Friday, October 31, 2025

What is WotC Doing with Unearthed Arcana?

 In the year leading up to the release of the 2024 revised core rulebooks, we got a ton of Unearthed Arcana posts suggesting new ways the classes and subclasses and other game systems could be structured. Early on, they took on some rather radical redesigns, such as grouping the twelve classes (and a special mention for the Artificer) into the categories of Experts, Mages, Priests, and Warriors, with associated mechanics. They walked back a lot of these more radical design shifts, which I think did raise a valid (though one I wouldn't agree with) criticism that the revision wound up barely justifying the release of new books. (There are also some camps that refuse the new version out of what I see more as hostility toward WotC as a company - which, fair. I still personally like most of the revised rules and systems).

Anyway, the point of the UAs was pretty clear: giving us a sense of the direction they were going for the new versions of these classes and other systems. And while there were some radical changes (much as I like the Soulknife, I think the Swashbuckler on a flavor side of things made more sense as a PHB inclusion, and I was bummed to see it dropped) we more or less got what had been tested.

While things went quiet for a bit once the PHB dropped, this year things picked up at a pace that has been almost staggering. There's so, so much stuff being tested.

But are these tests guarantees of future projects, or speculative?

As an example, I think that the existence of the Post-Apocalyptic subclasses and the Psion point heavily to some kind of Dark Sun campaign setting book. It has been a while since these UAs (we got a second pass on the Psion earlier this month) but we actually don't know about any books after the Forgotten Realms ones officially get published and Eberron: Forge of the Artificer gets its release after the delay in August (I believe it's now expected in December).

But we've also gotten horror subclasses (largely revisions of old ones,) as well as "arcane" subclasses, including the four Wizard ones from the 2014 PHB that didn't make it into the 2024 one, and now, as of I think Tuesday, a scattering of revised Xanathar's subclasses (and the Oathbreaker).
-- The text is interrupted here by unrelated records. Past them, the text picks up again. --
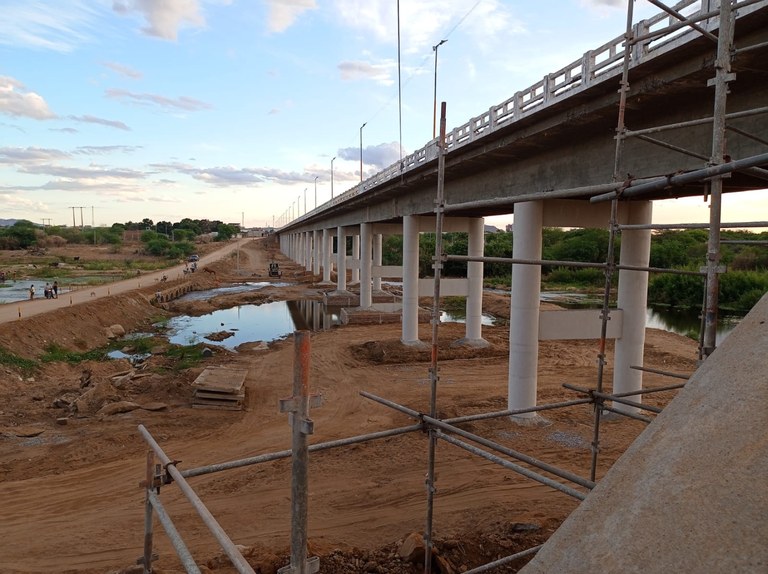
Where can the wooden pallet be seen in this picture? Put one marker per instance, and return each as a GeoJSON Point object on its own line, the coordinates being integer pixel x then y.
{"type": "Point", "coordinates": [220, 388]}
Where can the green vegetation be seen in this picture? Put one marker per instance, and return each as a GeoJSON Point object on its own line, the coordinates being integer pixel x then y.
{"type": "Point", "coordinates": [187, 356]}
{"type": "Point", "coordinates": [56, 353]}
{"type": "Point", "coordinates": [165, 239]}
{"type": "Point", "coordinates": [25, 366]}
{"type": "Point", "coordinates": [740, 288]}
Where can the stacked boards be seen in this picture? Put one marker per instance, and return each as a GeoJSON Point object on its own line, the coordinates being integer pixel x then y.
{"type": "Point", "coordinates": [220, 388]}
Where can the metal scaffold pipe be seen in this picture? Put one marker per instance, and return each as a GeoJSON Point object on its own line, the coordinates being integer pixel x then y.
{"type": "Point", "coordinates": [237, 559]}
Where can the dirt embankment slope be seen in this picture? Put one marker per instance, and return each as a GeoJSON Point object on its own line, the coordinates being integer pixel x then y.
{"type": "Point", "coordinates": [70, 497]}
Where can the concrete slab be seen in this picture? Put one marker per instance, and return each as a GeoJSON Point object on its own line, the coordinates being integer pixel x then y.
{"type": "Point", "coordinates": [691, 493]}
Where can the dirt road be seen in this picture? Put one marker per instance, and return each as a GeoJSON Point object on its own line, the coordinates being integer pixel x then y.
{"type": "Point", "coordinates": [70, 495]}
{"type": "Point", "coordinates": [14, 311]}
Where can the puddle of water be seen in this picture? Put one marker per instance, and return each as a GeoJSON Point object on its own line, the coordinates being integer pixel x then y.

Now, as excited as I am to see updated versions of some of these old classics (I really want to play a good Drunken Master Monk, and the version in the UA was a big step in the right direction, though it needs some more work) I'm also kind of bummed that so much of what is being presented is old stuff.

D&D 2024 is backwards compatible, so there's nothing preventing you from playing a Storm Herald Barbarian or Transmutation Wizard now. Do those subclasses show their age? Sure.

But I worry that the model right now is to just sell us the same stuff we already had with subtle improvements rather than coming up with new and exciting things.

The truth is that I imagine future products are largely going to be a mix. The Forgotten Realms book gives us three revised subclasses and five brand-new ones.

But also, if you look at the early days of UAs for 5E, there was a lot more speculative design, with things like Modern Magic giving us the City Domain or Ghost in the Machine Patron, which never saw official publication (though notably, one of the PCs in Dimension 20's Unsleeping City is a City Domain Cleric, whose divine source is New York itself).

We did see some of that stuff see print: before we knew that Guildmaster's Guide to Ravnica was coming out, the Circle of Spores, Order Domain, and a Wizard School of Invention that would be turned into the Mizzium Apparatus magic item all hinted strongly at it.

So, are we looking forward to several new "splat books" in 2026 that just haven't been announced yet? Or is UA being used in a more speculative, experimental way, throwing spaghetti at the wall to see what sticks?